Dr Melanie Lee CBE, CEO of LifeArc said:
"Our commitment to invest and our new strategy shows we are now ambitious on an entirely new scale. We want to invest significant resources so that patient-focused life science innovations in the UK can truly flourish.
"Scientific understanding is constantly evolving and the latest advances in technology have the power to revolutionise healthcare. Scientists have the imagination, determination, and knowledge to transform healthcare but translating science is a long, expensive, and risky process. Spotting opportunities and knowing what to do with them requires specialised knowledge. Too few ideas ever make it out of the lab.
"That’s where LifeArc comes in – to move more ideas down the research pipeline towards the clinic. I am really excited about our new strategy and the difference we, together with our partners, will make for patients."
As an early-stage translation specialist, the self-financing charity bridges the gaps between the lab and the patient by advancing scientific discoveries, so they can be developed into new approaches to prevent, diagnose and treat diseases.
LifeArc has more than 25 years of experience taking research from lab to patient and is an expert in translational research, including drug discovery, diagnostic development, medicines repurposing, and R&D investment.
This strategy marks the next step in their ambition to make life science life changing.
The charity will build on its track record, and will work with academic researchers, industry, investors, charities, patient groups and other partners to deliver their strategic plans.
By focusing its translation expertise across three key pillars, LifeArc’s new strategy will help deliver interventions, diagnostics and devices to identify and treat diseases earlier. It will enable patients, the R&D and clinical communities to work together to solve problems that patients say are important to them. By 2030, LifeArc hopes to have delivered therapies into the pipelines of commercial partners and non-government organisations (NGOs) so they can take it forward and ensure products reach patients in need.
Part of the charity’s investment will be in venture funding, designed to support early-stage companies progress from the academic setting to the scale required to attract investors and raise further rounds of capital.
LifeArc is a self-funded medical research charity. Our mission is to advance translation of early science into health care treatments or diagnostics that can be fully developed and made available to patients. We have been doing this for more than 25 years and our work has resulted in a diagnostic for antibiotic resistance and four licensed medicines.
Our success allows us to explore new approaches to stimulate and fund translation. We have our own drug discovery and diagnostics development facilities, supported by experts in technology transfer and intellectual property who also provide services to other organisations.

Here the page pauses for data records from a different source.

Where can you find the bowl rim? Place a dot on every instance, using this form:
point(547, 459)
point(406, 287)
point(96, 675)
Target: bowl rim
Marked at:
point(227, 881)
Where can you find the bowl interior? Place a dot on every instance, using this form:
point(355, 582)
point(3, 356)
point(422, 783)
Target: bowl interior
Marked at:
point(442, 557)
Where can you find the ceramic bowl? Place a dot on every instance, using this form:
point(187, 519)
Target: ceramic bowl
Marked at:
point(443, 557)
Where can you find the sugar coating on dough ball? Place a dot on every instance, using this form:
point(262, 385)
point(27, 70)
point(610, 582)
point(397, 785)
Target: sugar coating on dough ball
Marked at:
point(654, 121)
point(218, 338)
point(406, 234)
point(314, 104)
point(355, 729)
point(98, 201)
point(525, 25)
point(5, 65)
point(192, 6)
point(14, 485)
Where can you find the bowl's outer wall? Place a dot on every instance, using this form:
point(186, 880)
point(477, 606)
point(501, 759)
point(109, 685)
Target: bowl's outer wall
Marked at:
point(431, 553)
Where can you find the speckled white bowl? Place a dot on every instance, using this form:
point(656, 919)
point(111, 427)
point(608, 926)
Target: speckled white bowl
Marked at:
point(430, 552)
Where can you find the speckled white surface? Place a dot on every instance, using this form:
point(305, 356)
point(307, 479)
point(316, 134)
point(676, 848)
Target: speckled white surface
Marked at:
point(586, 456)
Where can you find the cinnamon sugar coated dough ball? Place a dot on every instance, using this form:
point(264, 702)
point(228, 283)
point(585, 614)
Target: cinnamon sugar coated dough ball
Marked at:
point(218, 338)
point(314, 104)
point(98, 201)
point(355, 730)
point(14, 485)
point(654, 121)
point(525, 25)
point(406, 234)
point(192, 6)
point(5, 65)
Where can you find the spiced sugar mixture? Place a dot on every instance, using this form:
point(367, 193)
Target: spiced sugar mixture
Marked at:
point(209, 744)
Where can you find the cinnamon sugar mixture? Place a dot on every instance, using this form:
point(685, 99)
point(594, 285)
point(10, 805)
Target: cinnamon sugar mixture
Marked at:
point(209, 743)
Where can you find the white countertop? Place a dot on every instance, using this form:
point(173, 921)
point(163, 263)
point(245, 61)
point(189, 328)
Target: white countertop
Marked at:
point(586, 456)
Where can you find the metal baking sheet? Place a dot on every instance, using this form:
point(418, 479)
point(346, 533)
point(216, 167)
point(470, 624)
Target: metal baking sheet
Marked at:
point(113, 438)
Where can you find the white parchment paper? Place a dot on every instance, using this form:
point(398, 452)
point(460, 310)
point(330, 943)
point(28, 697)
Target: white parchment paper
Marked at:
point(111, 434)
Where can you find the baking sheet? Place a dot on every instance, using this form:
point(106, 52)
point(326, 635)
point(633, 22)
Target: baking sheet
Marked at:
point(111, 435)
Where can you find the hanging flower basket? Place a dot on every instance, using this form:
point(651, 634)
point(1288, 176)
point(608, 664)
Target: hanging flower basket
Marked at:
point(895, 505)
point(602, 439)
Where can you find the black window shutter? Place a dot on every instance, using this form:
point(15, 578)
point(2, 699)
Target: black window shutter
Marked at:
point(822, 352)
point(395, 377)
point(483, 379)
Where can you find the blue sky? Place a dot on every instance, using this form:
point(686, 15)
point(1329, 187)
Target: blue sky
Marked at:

Our model is built on collaboration, and we partner with a broad range of groups including medical research charities, research organisations, industry and academic scientists. We are motivated by patient need and scientific opportunity.
LifeArc has several different funding mechanisms to invest in promising innovations to ultimately benefit patients. Our Philanthropic Fund provides grants to support medical research projects focused on translating rare diseases research. Our Early Ventures investment strategy builds on our Seed Fund portfolio of start-up companies; investing in innovative new modalities, technologies and translational research that could benefit patients and generate income for us to drive further innovation.